Long-range temporal correlations in the spontaneous spiking of neurons in the hippocampal-amygdala complex of humans

The spontaneous or background discharge patterns of in vivo single neuron is mostly considered as neuronal noise, which is assumed to be devoid of any correlation between successive inter-spike-intervals (ISI). Such random fluctuations are modeled only statistically by stochastic point process, lacking any temporal correlation. In this study, we have investigated the nature of spontaneous irregular fluctuations of single neurons from human hippocampus-amygdala complex by three different methods: (i) detrended fluctuation analysis (DFA), (ii) multiscale entropy (MSE), (iii) rate estimate convergence. Both the DFA and MSE analysis showed the presence of long-range power-law correlation over time in the ISI sequences.

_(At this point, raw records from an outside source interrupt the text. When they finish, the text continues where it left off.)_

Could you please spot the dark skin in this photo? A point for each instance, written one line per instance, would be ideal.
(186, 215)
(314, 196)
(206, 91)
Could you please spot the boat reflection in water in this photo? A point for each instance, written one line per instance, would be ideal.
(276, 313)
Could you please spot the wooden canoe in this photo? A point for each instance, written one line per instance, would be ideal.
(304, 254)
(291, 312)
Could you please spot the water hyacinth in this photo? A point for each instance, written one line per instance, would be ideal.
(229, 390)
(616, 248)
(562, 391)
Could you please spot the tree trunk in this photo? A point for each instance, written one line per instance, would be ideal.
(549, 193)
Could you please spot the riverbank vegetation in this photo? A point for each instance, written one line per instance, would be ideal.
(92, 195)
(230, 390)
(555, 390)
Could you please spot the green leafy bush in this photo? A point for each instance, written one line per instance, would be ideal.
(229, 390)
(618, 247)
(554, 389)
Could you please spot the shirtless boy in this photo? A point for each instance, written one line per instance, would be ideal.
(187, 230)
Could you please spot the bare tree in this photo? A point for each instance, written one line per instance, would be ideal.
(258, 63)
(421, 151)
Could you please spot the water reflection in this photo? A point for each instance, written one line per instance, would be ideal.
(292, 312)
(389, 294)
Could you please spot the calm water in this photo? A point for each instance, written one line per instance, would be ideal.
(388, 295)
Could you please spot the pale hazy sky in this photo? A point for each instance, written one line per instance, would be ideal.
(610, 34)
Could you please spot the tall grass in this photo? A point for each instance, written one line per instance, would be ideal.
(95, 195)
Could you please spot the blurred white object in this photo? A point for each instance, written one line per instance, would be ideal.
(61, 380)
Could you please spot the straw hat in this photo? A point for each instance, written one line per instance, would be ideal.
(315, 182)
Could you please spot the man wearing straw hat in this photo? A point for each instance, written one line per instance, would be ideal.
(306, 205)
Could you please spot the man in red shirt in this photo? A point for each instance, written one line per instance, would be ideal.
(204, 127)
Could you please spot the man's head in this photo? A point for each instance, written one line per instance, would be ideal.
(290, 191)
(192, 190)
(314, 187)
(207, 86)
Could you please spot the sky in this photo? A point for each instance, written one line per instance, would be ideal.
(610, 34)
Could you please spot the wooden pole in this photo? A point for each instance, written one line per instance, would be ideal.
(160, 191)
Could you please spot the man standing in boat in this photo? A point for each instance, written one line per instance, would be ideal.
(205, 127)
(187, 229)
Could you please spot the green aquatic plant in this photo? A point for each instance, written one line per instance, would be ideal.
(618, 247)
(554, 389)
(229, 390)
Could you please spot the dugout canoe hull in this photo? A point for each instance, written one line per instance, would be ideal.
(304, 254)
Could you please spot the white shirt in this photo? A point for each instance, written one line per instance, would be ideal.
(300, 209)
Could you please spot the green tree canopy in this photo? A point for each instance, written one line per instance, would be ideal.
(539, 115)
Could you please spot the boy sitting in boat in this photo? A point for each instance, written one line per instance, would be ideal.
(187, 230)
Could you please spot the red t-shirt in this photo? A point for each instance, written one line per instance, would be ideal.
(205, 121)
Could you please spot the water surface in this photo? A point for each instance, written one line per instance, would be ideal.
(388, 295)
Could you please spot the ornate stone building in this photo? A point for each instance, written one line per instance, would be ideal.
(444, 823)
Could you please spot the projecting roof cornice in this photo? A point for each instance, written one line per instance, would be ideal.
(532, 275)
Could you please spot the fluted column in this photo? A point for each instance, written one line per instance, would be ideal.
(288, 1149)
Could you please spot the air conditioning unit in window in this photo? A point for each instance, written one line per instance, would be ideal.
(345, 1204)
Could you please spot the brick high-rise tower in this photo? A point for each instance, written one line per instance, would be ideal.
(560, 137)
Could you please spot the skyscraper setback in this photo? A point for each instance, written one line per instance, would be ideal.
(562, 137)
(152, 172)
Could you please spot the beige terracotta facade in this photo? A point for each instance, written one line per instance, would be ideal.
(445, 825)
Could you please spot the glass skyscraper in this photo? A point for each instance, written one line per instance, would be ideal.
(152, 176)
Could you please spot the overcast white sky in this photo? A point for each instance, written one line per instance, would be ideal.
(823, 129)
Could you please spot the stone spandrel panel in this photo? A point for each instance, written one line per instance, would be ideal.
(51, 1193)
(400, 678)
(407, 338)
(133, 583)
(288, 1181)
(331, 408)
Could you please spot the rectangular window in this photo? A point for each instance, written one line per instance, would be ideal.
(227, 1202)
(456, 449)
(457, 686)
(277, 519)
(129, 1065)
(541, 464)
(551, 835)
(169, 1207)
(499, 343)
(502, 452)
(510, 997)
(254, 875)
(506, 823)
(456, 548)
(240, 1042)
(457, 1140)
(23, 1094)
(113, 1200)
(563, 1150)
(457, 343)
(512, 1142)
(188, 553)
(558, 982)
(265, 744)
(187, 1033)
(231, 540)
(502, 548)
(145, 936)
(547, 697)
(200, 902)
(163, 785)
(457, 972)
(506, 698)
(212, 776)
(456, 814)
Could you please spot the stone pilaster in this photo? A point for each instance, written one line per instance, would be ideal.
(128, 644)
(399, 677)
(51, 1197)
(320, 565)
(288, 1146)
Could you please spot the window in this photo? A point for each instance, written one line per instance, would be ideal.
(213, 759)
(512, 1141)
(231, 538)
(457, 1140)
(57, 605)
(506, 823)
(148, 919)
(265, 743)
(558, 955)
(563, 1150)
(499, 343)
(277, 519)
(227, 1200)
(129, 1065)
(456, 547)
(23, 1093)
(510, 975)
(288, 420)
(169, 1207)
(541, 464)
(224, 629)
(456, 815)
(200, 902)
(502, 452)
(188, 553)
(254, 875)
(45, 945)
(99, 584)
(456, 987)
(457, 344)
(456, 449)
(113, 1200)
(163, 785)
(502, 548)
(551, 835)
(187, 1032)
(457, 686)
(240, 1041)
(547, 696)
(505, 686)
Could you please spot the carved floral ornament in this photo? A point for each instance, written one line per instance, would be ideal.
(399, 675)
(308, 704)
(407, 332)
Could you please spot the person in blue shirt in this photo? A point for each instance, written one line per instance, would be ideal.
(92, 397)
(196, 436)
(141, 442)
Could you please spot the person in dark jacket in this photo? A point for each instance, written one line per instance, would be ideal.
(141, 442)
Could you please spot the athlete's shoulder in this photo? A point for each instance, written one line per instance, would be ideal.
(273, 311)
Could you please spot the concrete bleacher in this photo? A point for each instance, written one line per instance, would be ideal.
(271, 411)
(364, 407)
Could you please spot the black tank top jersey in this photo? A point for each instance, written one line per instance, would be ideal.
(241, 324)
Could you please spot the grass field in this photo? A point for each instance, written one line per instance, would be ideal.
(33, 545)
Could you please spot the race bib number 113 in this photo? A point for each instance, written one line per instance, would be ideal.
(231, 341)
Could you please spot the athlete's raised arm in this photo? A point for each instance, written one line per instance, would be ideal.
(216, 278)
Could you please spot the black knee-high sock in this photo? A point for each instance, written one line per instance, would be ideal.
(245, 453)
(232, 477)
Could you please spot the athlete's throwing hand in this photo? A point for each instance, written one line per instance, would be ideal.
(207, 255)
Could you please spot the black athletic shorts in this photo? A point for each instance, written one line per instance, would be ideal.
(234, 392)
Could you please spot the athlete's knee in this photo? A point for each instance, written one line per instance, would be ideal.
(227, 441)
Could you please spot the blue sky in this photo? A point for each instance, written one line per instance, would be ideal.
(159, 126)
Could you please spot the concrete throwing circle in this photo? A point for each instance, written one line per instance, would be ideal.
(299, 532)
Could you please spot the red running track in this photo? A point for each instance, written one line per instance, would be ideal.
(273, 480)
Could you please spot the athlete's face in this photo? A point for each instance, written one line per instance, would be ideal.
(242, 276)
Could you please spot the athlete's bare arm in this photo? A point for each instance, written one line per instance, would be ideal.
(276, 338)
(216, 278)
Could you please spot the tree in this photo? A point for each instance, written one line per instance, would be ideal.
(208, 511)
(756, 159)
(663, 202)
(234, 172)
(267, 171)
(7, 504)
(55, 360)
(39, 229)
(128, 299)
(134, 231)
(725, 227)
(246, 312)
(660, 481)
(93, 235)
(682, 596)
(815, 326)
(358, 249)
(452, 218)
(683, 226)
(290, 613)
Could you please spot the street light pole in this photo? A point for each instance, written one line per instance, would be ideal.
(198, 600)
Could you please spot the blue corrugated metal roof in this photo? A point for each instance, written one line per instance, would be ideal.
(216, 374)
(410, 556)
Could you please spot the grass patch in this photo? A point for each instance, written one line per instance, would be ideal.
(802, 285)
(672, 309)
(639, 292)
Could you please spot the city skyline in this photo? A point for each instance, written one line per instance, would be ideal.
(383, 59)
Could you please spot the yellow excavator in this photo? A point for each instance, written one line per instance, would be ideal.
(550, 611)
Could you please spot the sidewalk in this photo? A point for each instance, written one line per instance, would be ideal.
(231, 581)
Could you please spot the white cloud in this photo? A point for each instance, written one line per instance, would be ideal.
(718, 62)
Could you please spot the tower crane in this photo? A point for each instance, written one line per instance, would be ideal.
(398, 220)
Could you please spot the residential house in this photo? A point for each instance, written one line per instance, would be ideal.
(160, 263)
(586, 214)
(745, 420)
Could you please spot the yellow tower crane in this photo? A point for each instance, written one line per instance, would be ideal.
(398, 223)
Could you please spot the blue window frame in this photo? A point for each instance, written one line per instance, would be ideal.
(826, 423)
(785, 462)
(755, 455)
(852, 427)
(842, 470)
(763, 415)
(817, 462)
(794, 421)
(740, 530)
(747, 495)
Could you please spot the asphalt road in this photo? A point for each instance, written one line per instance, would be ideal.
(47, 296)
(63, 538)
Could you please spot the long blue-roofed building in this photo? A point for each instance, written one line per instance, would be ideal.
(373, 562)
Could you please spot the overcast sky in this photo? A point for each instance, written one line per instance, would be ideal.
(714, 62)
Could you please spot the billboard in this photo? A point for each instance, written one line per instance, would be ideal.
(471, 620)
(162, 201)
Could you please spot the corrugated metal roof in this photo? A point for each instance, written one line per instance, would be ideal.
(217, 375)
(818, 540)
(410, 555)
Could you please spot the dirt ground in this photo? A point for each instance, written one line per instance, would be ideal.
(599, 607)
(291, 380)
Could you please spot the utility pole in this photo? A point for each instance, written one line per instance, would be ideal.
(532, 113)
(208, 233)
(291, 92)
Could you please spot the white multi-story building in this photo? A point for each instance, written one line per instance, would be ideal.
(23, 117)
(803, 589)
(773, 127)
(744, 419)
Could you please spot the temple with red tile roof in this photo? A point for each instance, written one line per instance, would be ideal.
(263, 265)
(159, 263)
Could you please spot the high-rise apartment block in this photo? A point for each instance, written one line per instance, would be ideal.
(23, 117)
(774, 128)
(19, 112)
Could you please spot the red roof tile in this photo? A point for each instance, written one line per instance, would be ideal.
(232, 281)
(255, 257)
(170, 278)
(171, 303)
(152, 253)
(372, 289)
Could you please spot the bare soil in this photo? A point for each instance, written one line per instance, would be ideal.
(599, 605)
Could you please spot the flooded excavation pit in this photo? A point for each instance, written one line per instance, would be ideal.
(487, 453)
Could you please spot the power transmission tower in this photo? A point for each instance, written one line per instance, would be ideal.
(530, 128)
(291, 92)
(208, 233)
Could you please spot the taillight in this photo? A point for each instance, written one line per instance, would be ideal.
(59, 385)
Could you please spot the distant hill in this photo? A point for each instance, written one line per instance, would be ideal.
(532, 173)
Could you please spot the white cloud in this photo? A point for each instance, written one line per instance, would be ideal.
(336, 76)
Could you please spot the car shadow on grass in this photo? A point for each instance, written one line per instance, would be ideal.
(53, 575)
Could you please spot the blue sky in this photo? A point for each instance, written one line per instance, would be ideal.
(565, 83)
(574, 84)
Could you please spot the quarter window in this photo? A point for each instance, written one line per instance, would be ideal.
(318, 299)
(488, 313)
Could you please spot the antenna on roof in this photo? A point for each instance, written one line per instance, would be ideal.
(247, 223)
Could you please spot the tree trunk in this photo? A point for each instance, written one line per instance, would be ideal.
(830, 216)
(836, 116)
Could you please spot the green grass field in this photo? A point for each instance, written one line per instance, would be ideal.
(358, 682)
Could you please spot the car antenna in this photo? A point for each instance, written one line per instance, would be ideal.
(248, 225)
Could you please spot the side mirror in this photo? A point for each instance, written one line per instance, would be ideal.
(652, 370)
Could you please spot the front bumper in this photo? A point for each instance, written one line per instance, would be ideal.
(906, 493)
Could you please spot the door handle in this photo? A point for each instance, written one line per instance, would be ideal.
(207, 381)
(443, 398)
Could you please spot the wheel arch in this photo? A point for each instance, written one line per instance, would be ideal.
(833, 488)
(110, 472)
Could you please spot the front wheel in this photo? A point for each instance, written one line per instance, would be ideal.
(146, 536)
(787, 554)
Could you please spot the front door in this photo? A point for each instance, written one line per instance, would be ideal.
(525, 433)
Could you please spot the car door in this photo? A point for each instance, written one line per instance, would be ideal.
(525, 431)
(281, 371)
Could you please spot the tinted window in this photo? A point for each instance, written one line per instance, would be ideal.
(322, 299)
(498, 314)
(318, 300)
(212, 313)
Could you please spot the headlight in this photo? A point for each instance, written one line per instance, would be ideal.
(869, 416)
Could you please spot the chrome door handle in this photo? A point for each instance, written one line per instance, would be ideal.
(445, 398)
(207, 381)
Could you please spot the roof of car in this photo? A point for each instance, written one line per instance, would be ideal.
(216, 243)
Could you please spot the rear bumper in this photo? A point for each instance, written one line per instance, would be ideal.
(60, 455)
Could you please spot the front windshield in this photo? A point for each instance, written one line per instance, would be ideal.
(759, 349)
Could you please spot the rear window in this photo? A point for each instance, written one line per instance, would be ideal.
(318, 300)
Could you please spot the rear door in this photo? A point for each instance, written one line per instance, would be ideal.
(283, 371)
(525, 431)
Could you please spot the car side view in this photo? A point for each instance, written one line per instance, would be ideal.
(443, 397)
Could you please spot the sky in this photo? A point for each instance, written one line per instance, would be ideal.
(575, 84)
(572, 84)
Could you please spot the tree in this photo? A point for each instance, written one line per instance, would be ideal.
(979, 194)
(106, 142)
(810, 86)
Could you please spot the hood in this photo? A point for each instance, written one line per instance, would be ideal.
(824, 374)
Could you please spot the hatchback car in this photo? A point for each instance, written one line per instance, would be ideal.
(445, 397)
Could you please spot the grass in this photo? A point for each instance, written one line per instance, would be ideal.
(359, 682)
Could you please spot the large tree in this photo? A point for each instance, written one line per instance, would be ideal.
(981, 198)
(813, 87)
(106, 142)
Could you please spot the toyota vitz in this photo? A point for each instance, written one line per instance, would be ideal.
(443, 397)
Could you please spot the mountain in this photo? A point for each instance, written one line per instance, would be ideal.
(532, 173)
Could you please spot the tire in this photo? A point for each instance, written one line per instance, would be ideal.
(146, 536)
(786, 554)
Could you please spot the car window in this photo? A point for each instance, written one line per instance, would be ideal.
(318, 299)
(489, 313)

Moreover, we observed that the individual spike trains presented non-random structure on longer time-scales and showed slow convergence of rate estimates with increasing counting time. This power-law correlation and the slow convergence of statistical moments were eliminated by randomly shuffling the ISIs even though the distributions of ISIs were preserved. Thus the power-law relationship arose from long-term correlations among ISIs that were destroyed by shuffling the data. Further, we found that neurons which showed long-range correlations also showed statistically significant correlated firing as measured by correlation coefficient or mutual information function. The presence of long-range correlations indicates the history-effect or memory in the firing pattern by the associative formation of a neuronal assembly.